Think back, if you’re old enough to remember, to a time when Christopher Walken was on the show. Imagine what would have happened had he opened SNL with a lively monologue that consisted entirely of talk about his white-ness, how great it is to be white, and ended with promoting his latest movie in which he kills all the black people and thinks that’s just fantastic. Better yet, what if Christopher had taken the time to talk about how white his President was, and promised more white-ness in his second term?
Think that would stir up just a tad bit of controversy? I imagine it would.
You can imagine, then, the outrage of many Americans as they watched Jamie Foxx embark on his own racist rant on NBC’s Saturday Night Live show this past weekend.
JAMIE FOXX: My name is Jamie Foxx. Give it up, give it up, New York City, Saturday Night Live. Come on, make some noise, man. New York City, New York City, Brooklyn, Staten Island, Queens, it’s crazy. I’m black, and I’m dressed all black cause it’s good to be black. Black is the new white. I’m telling you, how black is this right here? Nice fly, I’m saying. You know how I know black is in right now? Cause the Nets moved to Brooklyn. How black is that? They got black jerseys, black court. I mean, how black is that? And Jay-z is the owner, a rapper. How black is that? And Jay-z only own about this much of the team. But he act like he own all of New York. How black is that?
And I got a movie coming out, “Django,” check it out. Leonardo DiCaprio, Samuel L. Jackson. “Django Unchained” I play a slave. How black is that? And in the movie I had to wear chains. How whack is that? But don’t be worried about it because I get out the chains, I get free, I save my wife, and I kill all the white people in the movie. How great is that? And how black is that?

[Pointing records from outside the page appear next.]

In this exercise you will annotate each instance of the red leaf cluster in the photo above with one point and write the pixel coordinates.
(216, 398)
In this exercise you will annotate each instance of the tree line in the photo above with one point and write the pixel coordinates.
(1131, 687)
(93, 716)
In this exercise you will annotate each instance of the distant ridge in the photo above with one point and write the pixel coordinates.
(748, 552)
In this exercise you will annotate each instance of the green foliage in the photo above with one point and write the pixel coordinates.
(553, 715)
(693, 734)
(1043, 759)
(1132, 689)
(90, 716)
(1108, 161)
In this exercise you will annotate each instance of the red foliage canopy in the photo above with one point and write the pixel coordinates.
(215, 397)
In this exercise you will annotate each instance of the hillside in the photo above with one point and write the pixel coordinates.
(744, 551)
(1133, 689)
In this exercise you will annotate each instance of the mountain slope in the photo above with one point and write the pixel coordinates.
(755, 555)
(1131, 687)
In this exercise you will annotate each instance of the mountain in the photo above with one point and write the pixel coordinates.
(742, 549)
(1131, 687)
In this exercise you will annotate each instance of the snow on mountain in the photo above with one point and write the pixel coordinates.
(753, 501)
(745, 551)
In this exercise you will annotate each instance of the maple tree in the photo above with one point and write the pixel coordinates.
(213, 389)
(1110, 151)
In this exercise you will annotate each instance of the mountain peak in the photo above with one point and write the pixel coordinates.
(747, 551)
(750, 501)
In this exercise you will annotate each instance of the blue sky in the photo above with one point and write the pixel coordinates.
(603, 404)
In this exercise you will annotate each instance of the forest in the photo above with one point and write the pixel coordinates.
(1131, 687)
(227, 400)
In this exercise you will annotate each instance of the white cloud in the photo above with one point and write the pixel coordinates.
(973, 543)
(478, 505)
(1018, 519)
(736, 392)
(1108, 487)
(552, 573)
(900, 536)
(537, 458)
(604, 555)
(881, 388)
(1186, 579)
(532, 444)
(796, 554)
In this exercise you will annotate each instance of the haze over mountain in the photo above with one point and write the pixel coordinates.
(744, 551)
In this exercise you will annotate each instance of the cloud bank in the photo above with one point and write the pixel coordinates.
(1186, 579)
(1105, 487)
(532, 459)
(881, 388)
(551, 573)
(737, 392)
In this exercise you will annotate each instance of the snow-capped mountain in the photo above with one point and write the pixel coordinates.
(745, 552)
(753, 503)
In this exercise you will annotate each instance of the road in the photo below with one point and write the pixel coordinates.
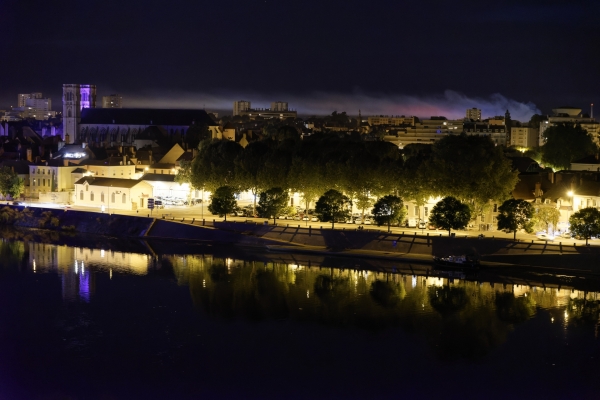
(200, 212)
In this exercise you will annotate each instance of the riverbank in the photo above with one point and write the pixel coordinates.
(409, 247)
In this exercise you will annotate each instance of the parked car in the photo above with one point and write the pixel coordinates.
(545, 237)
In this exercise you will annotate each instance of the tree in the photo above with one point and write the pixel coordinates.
(250, 165)
(471, 168)
(332, 206)
(545, 216)
(515, 214)
(585, 223)
(565, 143)
(223, 202)
(449, 213)
(272, 202)
(389, 209)
(214, 166)
(10, 183)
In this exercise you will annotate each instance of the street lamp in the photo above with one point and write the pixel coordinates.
(570, 194)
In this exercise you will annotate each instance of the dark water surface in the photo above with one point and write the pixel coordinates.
(86, 323)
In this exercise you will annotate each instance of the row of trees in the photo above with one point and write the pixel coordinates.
(470, 168)
(514, 215)
(10, 184)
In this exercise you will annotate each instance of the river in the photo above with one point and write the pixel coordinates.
(122, 321)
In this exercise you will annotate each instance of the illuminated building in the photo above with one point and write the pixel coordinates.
(112, 101)
(524, 137)
(112, 193)
(391, 120)
(75, 98)
(239, 106)
(23, 97)
(108, 127)
(279, 109)
(573, 115)
(474, 114)
(279, 106)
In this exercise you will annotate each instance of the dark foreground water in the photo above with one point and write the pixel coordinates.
(83, 323)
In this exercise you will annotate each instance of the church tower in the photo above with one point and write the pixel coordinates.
(75, 98)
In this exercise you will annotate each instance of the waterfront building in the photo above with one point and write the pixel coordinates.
(572, 115)
(240, 106)
(524, 136)
(474, 114)
(112, 101)
(107, 194)
(76, 98)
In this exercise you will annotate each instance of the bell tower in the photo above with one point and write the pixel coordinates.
(75, 98)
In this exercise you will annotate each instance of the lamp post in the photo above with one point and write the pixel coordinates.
(570, 194)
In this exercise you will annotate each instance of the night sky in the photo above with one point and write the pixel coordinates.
(414, 57)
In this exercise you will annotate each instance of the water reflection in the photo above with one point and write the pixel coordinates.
(456, 317)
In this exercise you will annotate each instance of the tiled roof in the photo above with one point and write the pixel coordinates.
(142, 116)
(158, 178)
(114, 182)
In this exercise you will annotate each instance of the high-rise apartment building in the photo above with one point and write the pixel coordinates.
(75, 98)
(279, 106)
(524, 136)
(23, 97)
(474, 114)
(240, 106)
(112, 101)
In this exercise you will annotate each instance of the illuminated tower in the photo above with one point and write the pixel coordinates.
(75, 98)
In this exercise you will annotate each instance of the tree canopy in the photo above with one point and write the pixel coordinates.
(515, 214)
(585, 223)
(332, 206)
(449, 213)
(10, 183)
(565, 143)
(272, 202)
(223, 202)
(470, 167)
(389, 210)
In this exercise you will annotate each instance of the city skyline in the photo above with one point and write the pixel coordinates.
(405, 58)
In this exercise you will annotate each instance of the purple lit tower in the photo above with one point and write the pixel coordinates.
(75, 98)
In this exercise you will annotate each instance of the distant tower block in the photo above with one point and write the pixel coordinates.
(279, 106)
(474, 114)
(75, 98)
(112, 101)
(239, 106)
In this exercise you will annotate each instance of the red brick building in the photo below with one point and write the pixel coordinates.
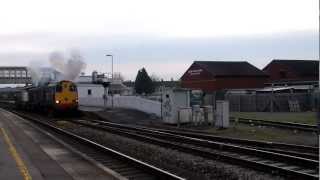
(217, 75)
(292, 70)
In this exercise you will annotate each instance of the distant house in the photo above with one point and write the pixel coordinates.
(158, 85)
(217, 75)
(292, 70)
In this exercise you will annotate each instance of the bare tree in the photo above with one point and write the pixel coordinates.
(118, 76)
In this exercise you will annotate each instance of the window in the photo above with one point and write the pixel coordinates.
(283, 74)
(72, 88)
(58, 88)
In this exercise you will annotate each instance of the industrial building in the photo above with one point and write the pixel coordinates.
(288, 72)
(210, 76)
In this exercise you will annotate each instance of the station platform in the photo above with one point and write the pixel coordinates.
(27, 153)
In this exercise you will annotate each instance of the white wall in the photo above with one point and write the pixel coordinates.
(97, 90)
(130, 102)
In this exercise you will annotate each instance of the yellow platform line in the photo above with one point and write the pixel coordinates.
(21, 166)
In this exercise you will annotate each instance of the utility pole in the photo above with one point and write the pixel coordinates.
(111, 77)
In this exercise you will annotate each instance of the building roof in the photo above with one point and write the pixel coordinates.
(305, 68)
(230, 68)
(157, 83)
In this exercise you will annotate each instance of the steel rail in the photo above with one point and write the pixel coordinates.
(287, 125)
(156, 172)
(230, 157)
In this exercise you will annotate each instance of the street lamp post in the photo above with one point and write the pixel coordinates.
(111, 77)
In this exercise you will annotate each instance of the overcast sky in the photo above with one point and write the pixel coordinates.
(164, 36)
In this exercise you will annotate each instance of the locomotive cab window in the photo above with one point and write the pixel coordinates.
(58, 88)
(72, 88)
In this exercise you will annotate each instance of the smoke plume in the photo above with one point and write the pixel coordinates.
(35, 72)
(70, 67)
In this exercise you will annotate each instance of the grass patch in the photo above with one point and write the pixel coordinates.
(297, 117)
(264, 133)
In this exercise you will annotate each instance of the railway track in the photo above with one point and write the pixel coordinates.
(271, 162)
(124, 165)
(287, 125)
(309, 152)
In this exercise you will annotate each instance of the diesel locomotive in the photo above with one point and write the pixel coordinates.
(60, 96)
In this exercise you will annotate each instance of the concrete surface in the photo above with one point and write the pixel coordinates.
(43, 157)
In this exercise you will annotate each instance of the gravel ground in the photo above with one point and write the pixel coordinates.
(185, 165)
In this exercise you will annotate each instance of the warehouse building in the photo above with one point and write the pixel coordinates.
(210, 76)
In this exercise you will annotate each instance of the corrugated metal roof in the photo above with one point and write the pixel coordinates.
(304, 68)
(231, 68)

But I’m going to tell you right now, speaking of blackness, my President, President Obama is back up in the White House four more years. How black is that? And not only that, he’s so black, he was playing basketball during the Election Day. How black is that? But he was also late for his acceptance speech. Okay, all the white people, this is your turn – how black is that?

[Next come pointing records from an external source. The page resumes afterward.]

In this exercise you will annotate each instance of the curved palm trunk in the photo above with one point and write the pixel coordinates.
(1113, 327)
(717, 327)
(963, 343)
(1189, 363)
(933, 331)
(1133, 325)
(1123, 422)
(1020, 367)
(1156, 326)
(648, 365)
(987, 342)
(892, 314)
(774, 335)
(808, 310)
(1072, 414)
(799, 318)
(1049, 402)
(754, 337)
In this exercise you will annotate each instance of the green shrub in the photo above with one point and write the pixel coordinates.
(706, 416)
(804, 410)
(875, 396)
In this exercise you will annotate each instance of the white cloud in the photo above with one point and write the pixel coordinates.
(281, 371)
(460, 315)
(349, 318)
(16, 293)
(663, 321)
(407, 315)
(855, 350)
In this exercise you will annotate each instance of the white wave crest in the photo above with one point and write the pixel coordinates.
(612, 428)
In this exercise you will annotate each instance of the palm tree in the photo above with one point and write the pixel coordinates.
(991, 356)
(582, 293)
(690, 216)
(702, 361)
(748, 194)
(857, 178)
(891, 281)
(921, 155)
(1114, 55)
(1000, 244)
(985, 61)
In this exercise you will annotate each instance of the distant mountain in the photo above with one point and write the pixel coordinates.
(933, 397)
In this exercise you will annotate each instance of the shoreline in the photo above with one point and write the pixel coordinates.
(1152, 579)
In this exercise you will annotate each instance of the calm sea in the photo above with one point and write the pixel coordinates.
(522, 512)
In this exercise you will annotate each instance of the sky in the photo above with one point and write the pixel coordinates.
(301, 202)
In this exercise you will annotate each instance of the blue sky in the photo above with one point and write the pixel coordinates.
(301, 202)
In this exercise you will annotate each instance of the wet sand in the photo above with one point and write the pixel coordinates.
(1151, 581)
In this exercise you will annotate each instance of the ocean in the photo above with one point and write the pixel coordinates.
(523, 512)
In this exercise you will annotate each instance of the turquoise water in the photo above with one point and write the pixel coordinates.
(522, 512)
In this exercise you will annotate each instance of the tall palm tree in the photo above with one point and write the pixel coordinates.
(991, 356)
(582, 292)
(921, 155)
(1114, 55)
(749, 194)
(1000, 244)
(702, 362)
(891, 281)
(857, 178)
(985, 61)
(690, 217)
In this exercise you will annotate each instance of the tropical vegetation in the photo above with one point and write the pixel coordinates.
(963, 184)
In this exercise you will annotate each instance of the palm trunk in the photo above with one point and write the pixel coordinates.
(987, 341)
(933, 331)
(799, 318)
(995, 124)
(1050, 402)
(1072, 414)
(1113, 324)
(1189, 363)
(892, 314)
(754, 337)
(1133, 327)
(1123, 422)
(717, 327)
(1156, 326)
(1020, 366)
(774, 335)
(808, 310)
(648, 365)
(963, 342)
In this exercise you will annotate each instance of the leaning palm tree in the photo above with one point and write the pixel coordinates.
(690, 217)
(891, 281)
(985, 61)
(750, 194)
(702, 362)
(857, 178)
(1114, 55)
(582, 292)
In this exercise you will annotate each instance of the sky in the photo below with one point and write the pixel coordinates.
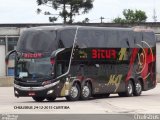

But he going to be extra black this next four years. He going to get everything black, and white people, don’t get nervous about that because he is mixed. Now the first four years was the white side of him, because I don’t know if you saw him on Ellen when he was dancing and everything. I don’t know what this is. That wasn’t President Obama, that was President Barry Gibb Obama. But the next four years he’s even changing his name from to President Barack Dikembe Mutombo Tupac Mandela Hussein Obama X. How black is that? And the next time you see him dancing on Ellen, he gonna be dancing like this.

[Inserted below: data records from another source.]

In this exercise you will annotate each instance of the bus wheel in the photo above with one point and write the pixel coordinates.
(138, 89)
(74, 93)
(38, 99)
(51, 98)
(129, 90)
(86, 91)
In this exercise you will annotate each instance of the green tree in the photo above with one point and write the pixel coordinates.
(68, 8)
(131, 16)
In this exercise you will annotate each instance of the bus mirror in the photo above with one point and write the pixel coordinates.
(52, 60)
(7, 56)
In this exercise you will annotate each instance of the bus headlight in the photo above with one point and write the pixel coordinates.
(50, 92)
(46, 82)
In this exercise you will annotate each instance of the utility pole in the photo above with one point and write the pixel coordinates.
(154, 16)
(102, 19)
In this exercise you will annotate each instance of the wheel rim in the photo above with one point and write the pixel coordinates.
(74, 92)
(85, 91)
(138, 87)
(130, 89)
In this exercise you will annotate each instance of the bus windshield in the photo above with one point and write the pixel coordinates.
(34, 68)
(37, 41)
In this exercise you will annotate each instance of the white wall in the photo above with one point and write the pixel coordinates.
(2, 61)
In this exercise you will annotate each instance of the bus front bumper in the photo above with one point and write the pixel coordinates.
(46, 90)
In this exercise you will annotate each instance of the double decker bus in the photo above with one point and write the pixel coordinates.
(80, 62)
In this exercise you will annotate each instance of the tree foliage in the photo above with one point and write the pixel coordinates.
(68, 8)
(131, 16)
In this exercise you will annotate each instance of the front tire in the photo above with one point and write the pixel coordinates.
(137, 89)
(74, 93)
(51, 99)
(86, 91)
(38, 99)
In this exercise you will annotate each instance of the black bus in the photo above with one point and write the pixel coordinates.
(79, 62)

Foxx’s rhetoric comes as no surprise after his reference to the President as “Lord and Savior” at last month’s Soul Train Awards, but does anyone else feel like we live in a world gone utterly insane? Would this have been acceptable under any pre-Obama Presidency in recent history? I thought this President was going to usher us into a “post-racial era.”
Sadly, with trends like “my President is black” and “f— white people” on twitter in the days prior to and following the November election, rants like Foxx’s latest, and with a complicit media, I hardly think one can claim we’ve moved forward one iota when it comes to race relations in the United States under the Obama Presidency. If anything, we’ve travelled a long, long way in the opposite direction.